El debate en el rugby infantil: ¿Cómo enseñamos en las etapas formativas de nuestros clubes? por Juan Casajus

Juan Casajús analiza la brecha entre los modelos pedagógicos contemporáneos y las prácticas reales en los entrenamientos. Una profunda reflexión sobre la toma de decisiones, el rol de los entrenadores y las estructuras culturales en el rugby formativo.


Por Juan Casajús


Durante el último tiempo, la enseñanza del rugby formativo comenzó a transitar un proceso de revisión profunda. Las investigaciones en pedagogía del deporte muestran que los modelos centrados exclusivamente en la repetición técnica y la transmisión directa de conocimientos ya no resultan suficientes para responder a las demandas de un juego caracterizado por la incertidumbre, la cooperación y la toma constante de decisiones (Casajús, 2025). En su lugar, emergen varias propuestas que buscan colocar al jugador en el centro del aprendizaje, promoviendo la comprensión táctica, la creatividad y la capacidad de resolver problemas en situaciones reales de juego.

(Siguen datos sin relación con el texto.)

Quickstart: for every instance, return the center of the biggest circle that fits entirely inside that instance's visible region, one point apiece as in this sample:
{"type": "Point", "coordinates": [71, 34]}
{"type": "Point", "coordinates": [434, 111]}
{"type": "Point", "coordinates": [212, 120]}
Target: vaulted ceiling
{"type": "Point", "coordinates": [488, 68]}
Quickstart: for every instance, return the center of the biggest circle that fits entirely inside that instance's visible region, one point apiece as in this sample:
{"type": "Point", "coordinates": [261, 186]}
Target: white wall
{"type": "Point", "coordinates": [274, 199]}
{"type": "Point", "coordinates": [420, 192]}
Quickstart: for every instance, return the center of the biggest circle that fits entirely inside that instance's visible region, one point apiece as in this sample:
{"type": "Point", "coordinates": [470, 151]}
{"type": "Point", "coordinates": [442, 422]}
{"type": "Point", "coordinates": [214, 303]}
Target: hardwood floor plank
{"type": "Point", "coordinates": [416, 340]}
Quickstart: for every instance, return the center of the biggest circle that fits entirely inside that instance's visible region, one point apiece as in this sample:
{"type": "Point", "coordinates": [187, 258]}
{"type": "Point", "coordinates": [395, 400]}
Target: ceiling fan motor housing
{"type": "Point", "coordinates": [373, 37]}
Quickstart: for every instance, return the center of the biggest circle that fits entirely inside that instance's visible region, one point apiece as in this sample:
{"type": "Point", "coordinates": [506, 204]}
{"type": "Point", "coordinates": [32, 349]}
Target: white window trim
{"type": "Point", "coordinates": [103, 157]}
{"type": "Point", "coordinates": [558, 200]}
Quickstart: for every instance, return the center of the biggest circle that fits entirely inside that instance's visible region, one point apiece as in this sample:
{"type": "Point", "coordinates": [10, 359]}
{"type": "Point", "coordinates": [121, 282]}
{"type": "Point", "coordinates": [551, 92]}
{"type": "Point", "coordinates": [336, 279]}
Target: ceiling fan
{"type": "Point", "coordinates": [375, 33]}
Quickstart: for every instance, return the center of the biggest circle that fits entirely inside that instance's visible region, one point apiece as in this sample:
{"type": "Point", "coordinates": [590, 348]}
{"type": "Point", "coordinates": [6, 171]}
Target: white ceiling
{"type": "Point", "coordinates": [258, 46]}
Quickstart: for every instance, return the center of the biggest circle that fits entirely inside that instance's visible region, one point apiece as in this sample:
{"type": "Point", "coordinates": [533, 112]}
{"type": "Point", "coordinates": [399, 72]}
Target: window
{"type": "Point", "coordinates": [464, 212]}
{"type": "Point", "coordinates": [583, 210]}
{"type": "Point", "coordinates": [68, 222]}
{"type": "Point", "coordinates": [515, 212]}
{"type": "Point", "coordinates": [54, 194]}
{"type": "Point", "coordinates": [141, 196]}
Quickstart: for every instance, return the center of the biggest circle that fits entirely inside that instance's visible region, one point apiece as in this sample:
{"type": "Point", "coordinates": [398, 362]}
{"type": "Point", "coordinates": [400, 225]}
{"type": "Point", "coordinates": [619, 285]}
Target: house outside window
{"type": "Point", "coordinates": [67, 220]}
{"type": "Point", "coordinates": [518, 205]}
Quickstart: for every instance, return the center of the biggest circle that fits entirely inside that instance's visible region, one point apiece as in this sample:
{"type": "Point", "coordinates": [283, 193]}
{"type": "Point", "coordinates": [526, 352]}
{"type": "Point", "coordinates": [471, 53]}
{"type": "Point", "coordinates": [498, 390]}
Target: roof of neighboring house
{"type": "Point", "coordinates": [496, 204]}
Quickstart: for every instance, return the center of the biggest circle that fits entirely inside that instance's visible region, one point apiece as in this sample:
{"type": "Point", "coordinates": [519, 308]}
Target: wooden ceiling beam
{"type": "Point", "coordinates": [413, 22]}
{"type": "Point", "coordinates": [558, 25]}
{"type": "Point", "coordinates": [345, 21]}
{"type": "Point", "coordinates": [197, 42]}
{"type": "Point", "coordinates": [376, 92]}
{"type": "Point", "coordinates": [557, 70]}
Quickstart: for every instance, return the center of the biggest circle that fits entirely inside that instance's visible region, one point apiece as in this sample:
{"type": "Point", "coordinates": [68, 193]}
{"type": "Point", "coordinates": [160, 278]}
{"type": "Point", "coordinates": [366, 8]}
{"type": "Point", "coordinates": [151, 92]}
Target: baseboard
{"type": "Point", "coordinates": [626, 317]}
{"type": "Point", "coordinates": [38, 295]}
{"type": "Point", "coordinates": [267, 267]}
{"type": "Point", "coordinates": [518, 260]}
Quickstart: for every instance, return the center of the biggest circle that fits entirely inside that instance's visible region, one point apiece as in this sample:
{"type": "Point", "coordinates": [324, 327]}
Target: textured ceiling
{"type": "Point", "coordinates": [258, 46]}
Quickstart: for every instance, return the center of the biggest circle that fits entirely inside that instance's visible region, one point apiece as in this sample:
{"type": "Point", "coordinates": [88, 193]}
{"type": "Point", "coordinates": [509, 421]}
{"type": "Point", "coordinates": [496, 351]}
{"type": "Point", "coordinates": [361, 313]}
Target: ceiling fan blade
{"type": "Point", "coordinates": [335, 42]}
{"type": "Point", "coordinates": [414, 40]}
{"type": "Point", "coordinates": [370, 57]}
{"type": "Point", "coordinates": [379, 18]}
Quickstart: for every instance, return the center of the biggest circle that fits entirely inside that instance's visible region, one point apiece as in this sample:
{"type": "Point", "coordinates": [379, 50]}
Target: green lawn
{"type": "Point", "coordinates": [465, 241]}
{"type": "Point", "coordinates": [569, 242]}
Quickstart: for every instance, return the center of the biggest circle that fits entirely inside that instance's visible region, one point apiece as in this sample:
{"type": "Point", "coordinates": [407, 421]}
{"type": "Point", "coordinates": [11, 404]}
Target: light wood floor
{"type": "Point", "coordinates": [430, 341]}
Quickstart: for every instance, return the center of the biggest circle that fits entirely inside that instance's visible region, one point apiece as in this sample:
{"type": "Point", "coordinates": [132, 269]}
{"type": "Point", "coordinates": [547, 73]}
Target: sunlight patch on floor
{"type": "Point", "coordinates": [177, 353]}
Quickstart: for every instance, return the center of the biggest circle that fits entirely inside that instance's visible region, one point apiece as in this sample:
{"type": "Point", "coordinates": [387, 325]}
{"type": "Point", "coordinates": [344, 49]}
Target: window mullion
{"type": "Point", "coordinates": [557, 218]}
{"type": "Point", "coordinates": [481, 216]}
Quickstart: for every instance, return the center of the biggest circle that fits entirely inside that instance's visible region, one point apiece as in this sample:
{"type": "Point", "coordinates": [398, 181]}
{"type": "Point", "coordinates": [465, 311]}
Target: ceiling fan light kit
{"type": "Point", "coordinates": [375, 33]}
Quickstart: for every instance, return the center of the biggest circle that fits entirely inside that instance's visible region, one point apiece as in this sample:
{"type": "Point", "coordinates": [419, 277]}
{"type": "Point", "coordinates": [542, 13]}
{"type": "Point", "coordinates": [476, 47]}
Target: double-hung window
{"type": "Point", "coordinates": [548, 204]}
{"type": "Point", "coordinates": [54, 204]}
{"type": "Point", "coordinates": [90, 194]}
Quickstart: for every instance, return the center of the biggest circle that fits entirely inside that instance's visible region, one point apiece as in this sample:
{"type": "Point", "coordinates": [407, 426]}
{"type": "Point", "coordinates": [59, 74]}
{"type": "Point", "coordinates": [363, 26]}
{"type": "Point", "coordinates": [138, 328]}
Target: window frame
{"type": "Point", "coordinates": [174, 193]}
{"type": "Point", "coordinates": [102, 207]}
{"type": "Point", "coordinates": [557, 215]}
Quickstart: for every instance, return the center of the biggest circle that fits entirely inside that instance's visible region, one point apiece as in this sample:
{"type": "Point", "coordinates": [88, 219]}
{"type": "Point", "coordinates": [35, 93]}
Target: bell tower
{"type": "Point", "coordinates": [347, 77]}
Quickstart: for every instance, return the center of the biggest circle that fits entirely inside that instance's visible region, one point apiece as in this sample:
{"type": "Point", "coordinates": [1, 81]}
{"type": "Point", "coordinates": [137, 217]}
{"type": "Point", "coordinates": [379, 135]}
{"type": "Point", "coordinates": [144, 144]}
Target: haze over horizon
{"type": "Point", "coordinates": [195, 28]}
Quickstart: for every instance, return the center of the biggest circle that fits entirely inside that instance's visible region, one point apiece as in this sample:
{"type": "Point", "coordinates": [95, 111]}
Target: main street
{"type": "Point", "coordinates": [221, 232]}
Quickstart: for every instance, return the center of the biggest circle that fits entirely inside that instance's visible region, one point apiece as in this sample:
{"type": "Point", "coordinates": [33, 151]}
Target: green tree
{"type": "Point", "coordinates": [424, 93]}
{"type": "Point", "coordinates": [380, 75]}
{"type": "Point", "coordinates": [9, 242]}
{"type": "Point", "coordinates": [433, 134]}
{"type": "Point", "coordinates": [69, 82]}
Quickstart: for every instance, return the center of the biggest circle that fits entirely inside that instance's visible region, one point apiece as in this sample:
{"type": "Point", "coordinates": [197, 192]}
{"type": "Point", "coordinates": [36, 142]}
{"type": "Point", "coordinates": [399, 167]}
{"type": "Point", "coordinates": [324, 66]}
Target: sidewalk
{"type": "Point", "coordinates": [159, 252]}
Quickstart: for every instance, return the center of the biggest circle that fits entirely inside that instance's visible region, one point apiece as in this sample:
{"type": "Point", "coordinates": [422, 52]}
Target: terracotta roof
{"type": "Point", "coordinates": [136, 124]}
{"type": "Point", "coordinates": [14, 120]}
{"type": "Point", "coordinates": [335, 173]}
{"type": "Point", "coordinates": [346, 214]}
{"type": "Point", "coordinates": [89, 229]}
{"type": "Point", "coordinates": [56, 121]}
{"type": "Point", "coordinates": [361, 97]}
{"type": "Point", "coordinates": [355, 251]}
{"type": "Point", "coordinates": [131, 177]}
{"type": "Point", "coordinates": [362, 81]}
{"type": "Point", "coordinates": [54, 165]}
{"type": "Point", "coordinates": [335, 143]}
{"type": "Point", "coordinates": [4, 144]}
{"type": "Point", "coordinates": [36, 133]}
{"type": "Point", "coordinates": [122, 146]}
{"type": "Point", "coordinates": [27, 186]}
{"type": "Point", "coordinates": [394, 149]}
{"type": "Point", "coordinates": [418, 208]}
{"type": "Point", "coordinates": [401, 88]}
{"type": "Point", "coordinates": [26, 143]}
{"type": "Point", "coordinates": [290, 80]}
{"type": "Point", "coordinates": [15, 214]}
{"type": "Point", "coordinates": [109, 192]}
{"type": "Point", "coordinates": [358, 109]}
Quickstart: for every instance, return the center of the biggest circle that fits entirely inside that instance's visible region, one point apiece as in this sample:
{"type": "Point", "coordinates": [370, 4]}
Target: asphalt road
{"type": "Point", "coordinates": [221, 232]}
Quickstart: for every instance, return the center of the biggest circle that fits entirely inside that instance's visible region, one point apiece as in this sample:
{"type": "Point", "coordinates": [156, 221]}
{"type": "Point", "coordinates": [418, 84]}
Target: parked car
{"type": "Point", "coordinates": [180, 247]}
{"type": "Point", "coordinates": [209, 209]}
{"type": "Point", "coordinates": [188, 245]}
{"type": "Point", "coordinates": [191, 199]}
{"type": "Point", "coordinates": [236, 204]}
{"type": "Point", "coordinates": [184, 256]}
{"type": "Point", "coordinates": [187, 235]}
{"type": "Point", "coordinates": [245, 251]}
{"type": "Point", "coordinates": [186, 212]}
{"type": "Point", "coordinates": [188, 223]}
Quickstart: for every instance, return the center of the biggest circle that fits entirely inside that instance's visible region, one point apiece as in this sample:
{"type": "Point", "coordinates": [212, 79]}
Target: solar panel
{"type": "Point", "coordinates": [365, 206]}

Este cambio de mirada está impulsando el crecimiento de diferentes enfoques (como la pedagogía no lineal, los modelos pedagógicos híbridos y el uso de juegos reducidos). Estas perspectivas parten de una idea sencilla pero desafiante: los jugadores aprenden mejor cuando participan activamente en escenarios que representan la complejidad del juego y no únicamente cuando ejecutan habilidades técnicas aisladas. El objetivo ya no es solo enseñar qué hacer, sino ayudar a comprender cuándo, cómo y por qué hacerlo.

Sin embargo, la incorporación de estos marcos teóricos no siempre se refleja en las prácticas cotidianas de entrenamiento. Otros estudios están señalando que muchos entrenadores adhieren discursivamente a modelos centrados en el jugador, aunque en la práctica continúan recurriendo a metodologías directivas, ejercicios prescriptivos y formas tradicionales de conducción. Esta situación no necesariamente expresa una resistencia al cambio, sino la influencia de trayectorias personales, culturas institucionales y saberes construidos históricamente dentro de los clubes.

La cuestión central, entonces, no parece ser elegir entre un modelo antiguo o uno moderno, sino comprender cómo se producen los procesos de enseñanza en contextos reales. Analizar la relación entre los discursos pedagógicos contemporáneos y las prácticas efectivas permite entender mejor los desafíos actuales del rugby formativo y pensar estrategias que articulen conocimiento científico, experiencia profesional y realidad institucional. La innovación pedagógica no depende únicamente de nuevas teorías, sino también de las condiciones culturales que permiten convertirlas en prácticas significativas.

Les comparto algunas preguntas que nos rondan la cabeza y también los invito a dejar sus opiniones. ¿Los entrenamientos que observamos favorecen la toma de decisiones o priorizan la repetición técnica? ¿Hasta qué punto los entrenadores enseñan como fueron entrenados? ¿Qué obstáculos encuentran los clubes para incorporar enfoques pedagógicos contemporáneos? ¿Cómo puede construirse una formación de entrenadores que articule evidencia científica y conocimiento situado?